Where Fuel Once Flowed, with Laura del Pino

Friday 12/12 at 4:30 p.m. and Saturday 12/13 at 1:00 p.m.

North of SoHo, the city once opened into an urban archipelago of service stations, repair shops, and garages known as Gasoline Alley. Its fragments shaped the daily choreography of the neighborhood: trucks idling at the curb, taxis cutting across irregular lots, mechanics working in narrow bays carved out by earlier street widenings. Almost all of it is gone now. This walk traces what remains of that landscape and what replaced it, moving from the lingering service edges of Lafayette Street to the last gas station downtown at 51–63 Eighth Avenue.

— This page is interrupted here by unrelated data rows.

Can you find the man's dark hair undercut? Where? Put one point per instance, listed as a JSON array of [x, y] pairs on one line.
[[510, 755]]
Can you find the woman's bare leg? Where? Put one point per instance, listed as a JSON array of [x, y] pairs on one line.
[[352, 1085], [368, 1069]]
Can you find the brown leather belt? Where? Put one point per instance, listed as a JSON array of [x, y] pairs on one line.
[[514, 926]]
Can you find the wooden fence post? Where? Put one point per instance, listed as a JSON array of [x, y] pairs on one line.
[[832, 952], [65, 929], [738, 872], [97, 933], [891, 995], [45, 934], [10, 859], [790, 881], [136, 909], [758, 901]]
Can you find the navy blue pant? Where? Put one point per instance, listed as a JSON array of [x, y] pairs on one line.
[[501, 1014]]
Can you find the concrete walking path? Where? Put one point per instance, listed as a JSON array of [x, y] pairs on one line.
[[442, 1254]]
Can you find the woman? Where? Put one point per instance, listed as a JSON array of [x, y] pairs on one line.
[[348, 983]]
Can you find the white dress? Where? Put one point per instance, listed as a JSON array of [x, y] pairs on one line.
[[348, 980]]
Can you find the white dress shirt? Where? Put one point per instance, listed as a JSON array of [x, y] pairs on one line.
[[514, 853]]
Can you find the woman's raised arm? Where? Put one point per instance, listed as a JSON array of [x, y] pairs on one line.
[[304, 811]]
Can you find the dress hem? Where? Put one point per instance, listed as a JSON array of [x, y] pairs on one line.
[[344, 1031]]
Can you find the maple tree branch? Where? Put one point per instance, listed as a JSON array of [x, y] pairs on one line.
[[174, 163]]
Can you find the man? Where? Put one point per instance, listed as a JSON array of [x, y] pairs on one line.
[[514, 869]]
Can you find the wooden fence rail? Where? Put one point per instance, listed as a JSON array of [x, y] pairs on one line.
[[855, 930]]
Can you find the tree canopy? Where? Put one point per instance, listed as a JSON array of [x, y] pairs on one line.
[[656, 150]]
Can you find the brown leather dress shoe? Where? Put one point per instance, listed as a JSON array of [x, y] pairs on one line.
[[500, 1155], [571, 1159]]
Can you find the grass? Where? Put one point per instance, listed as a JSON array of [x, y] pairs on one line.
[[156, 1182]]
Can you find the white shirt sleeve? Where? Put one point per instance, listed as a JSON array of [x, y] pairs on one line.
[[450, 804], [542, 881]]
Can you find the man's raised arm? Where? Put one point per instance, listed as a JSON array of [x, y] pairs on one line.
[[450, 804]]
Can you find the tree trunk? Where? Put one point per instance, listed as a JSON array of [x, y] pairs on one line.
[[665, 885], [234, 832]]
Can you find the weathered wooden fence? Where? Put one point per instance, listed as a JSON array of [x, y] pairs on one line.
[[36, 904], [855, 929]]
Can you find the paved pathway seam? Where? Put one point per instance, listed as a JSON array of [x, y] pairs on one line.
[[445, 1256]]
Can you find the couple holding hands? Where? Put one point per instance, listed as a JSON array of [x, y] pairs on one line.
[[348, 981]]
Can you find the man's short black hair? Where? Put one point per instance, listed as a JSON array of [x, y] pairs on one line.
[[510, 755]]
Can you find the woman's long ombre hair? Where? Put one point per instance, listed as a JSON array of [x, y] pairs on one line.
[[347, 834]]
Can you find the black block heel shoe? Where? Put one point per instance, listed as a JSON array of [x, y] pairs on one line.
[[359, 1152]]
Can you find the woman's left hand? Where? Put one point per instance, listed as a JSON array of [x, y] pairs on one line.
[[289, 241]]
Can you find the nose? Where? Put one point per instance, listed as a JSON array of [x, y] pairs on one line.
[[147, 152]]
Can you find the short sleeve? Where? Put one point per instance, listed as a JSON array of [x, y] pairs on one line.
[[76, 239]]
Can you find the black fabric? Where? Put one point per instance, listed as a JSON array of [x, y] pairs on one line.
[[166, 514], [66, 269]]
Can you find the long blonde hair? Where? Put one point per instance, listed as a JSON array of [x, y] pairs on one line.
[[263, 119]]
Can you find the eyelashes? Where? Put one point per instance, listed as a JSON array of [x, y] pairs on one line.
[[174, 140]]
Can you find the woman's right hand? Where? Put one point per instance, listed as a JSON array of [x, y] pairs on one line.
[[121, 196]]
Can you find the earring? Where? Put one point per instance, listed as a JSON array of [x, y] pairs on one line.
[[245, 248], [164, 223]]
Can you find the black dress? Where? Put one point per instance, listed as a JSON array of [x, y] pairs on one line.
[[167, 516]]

As we follow these ghost infrastructures, we examine how land value, mobility, and taste conspire to erase “messier” urban spaces, and how their disappearance renders the city more palatable—smoothed, curated, and increasingly detached from the frictions that once animated it.

About the guide:
Laura del Pino is an architect, educator, and researcher investigating the spatial, infrastructural, and ecological forces shaping contemporary urban environments. She is an adjunct professor at the New York Institute of Technology and Kean University. This walk draws from her essay published in Urban Omnibus, “Four and a Half Gasoline Stations.”